In anticipation of this week’s national Small Business Week (May 1-7) activities, the U.S. Small Business Administration (SBA) last Thursday announced the federal government’s Fiscal Year 2015 (FY15) small business goaling results and Small Business Procurement Scorecard. According to SBA, the federal government achieved its 23% small business contracting goal for the third straight year, awarding a record high 25.75% of federal prime contracts, totaling $90.7 billion, to small business. However, while the overall percentage was up from 24.99% last year, it should be noted that the actual dollar value awarded was down slightly from $91.3B. This achievement was accomplished through improvement in four of the five categories, including a record 10.06% ($35.4B) to Small Disadvantaged Businesses (SDBs), a record 5.05% ($17.8B) to Women-Owned Small Businesses (WOSBs) – meeting the 5% WOSB goal for the first time ever – and a record $13.8B (3.93%) in awards to Service-Disabled Veteran-Owned Small Businesses (SDVOSBs). However, the government failed again to meet its 3% goal for HUBZone small businesses. The government also failed to meet its 34.03% subcontracting goal, and actually showed a decline from 33% to 31.2%. Importantly, this data and the continuing shortfalls in various categories, both government-wide and for specific agencies, create marketing opportunities for large and small businesses alike in putting together new proposal teams and marketing to the respective agencies.
By way of background, and as you likely already know, Congress has established an annual overall small-business contracting goal of “not less than 23 percent of the total value of all prime contract awards.” Congress also has established goals of 5% for awards to each of (i) SDBs, including 8(a)s, and (ii) WOSBs, and 3% for each of (iii) SDVOSBs, and (iv) HUBZone Small Business Companies (HUBZone SBCs). Similar goals exist for subcontracting by large businesses, requiring 36% of eligible subcontracting to go to small businesses, with the same percentages as for prime contracting applicable to each of the same four sub-categories. All of these goals are minimums, which agencies are encouraged to exceed. Indeed, each year each individual agency negotiates with SBA individual agency-specific goals for the coming year, based upon the specific agency’s past performance in each category. Thus, a specific agency’s goals may be significantly higher if the agency has shown an ability to achieve higher percentages in the past.
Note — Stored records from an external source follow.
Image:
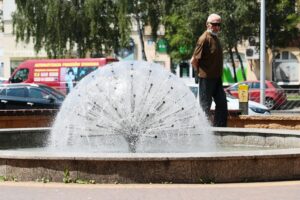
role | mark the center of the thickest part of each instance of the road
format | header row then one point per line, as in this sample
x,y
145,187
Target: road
x,y
242,191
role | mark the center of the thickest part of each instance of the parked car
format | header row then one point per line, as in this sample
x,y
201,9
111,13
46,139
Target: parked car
x,y
274,94
29,96
254,108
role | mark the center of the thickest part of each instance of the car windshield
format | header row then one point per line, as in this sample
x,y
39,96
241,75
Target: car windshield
x,y
275,85
54,92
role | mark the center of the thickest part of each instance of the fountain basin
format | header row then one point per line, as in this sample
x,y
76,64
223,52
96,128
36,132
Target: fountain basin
x,y
281,161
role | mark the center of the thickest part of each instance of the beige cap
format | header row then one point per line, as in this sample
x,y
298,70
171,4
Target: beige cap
x,y
214,18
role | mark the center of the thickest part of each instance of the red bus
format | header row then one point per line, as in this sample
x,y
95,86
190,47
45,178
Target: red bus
x,y
61,74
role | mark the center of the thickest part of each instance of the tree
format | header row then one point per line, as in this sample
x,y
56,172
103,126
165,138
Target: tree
x,y
184,22
62,25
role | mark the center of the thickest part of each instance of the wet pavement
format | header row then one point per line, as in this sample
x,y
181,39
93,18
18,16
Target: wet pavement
x,y
289,190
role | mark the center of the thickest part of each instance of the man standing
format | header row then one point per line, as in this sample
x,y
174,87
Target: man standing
x,y
207,60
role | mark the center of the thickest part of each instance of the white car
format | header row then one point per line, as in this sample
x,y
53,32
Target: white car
x,y
254,108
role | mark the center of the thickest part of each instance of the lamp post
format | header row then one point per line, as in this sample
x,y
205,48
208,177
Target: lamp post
x,y
262,51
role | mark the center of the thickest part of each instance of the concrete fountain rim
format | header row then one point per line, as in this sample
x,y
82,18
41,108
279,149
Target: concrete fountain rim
x,y
278,153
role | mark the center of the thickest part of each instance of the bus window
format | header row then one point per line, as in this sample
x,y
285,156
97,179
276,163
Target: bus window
x,y
20,76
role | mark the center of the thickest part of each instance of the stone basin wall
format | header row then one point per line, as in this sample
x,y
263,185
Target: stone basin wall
x,y
45,118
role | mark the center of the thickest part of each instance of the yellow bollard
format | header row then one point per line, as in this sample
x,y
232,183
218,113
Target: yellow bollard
x,y
243,98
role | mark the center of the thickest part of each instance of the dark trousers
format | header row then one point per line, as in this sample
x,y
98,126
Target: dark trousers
x,y
212,89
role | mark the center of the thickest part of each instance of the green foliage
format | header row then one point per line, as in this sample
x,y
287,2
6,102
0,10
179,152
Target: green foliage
x,y
59,26
3,178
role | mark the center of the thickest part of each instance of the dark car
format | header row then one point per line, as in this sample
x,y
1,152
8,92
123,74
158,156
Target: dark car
x,y
274,94
29,96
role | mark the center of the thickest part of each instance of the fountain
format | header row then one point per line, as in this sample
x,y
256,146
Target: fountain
x,y
132,107
134,122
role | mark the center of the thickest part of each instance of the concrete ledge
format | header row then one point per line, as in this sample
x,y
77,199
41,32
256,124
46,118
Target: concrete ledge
x,y
218,167
265,121
45,118
169,169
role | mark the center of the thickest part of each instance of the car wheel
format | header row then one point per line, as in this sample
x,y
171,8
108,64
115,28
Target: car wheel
x,y
269,103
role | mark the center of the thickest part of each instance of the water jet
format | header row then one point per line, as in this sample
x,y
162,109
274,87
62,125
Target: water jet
x,y
136,123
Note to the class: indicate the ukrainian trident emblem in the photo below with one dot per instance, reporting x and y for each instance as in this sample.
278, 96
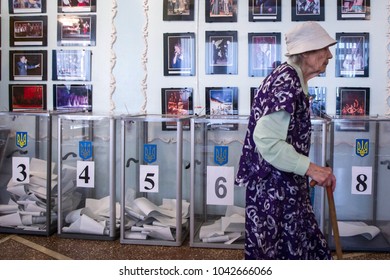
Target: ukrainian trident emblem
221, 154
21, 139
85, 149
150, 153
362, 147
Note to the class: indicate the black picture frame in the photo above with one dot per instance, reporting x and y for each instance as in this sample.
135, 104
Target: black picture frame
29, 7
28, 65
28, 31
72, 96
72, 65
179, 54
221, 52
27, 97
352, 55
268, 10
219, 11
176, 11
264, 53
176, 102
75, 6
302, 10
347, 11
352, 102
76, 30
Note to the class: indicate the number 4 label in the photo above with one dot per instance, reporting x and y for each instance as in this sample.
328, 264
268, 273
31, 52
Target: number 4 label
85, 174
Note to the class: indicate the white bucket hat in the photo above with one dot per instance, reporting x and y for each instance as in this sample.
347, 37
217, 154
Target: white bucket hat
308, 36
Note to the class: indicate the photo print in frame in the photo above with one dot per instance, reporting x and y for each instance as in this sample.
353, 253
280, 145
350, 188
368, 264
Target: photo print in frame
28, 31
303, 10
176, 102
221, 52
264, 53
264, 10
179, 54
352, 55
180, 10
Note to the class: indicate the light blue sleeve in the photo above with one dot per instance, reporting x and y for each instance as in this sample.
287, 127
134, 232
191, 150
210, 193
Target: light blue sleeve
270, 138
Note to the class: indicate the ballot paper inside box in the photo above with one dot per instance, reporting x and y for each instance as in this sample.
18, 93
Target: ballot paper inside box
27, 174
88, 201
155, 179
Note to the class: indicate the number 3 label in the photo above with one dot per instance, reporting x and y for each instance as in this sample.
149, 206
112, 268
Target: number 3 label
361, 180
220, 185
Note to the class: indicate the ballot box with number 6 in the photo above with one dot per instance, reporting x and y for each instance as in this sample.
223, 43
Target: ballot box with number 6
88, 200
360, 158
155, 176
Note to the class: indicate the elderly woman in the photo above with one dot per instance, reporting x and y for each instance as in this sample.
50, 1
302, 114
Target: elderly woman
274, 166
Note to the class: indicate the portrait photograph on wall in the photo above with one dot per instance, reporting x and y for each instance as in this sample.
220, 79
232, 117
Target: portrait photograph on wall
67, 97
178, 10
221, 10
26, 6
72, 65
264, 53
305, 10
353, 9
27, 97
176, 102
352, 55
179, 54
76, 30
76, 6
264, 10
28, 65
28, 31
221, 52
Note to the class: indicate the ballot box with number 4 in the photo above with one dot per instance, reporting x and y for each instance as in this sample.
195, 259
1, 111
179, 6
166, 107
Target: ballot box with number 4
88, 198
155, 179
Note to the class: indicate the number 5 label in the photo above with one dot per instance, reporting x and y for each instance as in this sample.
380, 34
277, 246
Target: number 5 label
220, 185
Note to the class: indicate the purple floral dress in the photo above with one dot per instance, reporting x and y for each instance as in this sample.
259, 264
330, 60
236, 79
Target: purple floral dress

The FY15 prime contract goaling numbers evidence the continuing emphasis on small business contracting, which is reinforced by the fact that agencies are now required to consider success in these areas in personnel evaluations, and bonus and promotion decisions, for senior agency officials. They likely also reflect the impact of the increased numbers of companies now qualifying as small, as the result of SBA’s size standards increases over the past several years.
The foregoing means that agencies across-the-board are focusing on at least maintaining, and likely increasing, their small business prime contracting, not only in the aggregate, but also in each of the relevant subcategories. In order to understand the mindset of any particular agency, it is important to analyze that agency’s goaling scorecard, and specifically the agency’s negotiated goals and past progress. Agency scorecards are available on the SBA’s website. This data reflects both the agency’s past openness to and success in contracting with the various small business communities, as well as areas in which the agency is falling short and may be particularly open to appropriate small business marketing initiatives.
Similarly, the continuing overall shortfall for small business subcontracting, and particularly the continuing shortfalls in overall small business and HUBZone small business subcontracting, as well as specific agency shortfalls as to SDB, WOSB and SDVOSB contracting, present specific marketing opportunities for large businesses in assembling their proposal teams. For example, 12 of 24 agencies (50%) failed to meet the 3% SDVOSB subcontracting goal, while six failed to meet the 5% SDB goal and two failed to meet the 5% WOSB goal. Large businesses have the opportunity to set themselves apart from their competitors by aggressively seeking out and including in their proposals outstanding small businesses that will help both them and their customer agencies increase and exceed the agencies’ respective small business subcontracting goals. This is particularly important in those RFPs in which subcontracting plans and/or past subcontracting performance are identified evaluation factors.
For large and small businesses alike, it is worth spending time reviewing this data and focusing on the ways in which you can use the data to enhance your agency-specific marketing efforts, and how to address counter-marketing efforts by your likely competitors, particularly as we approach the important fourth fiscal year quarter when agencies will be looking to enhance their FY16 goaling performance.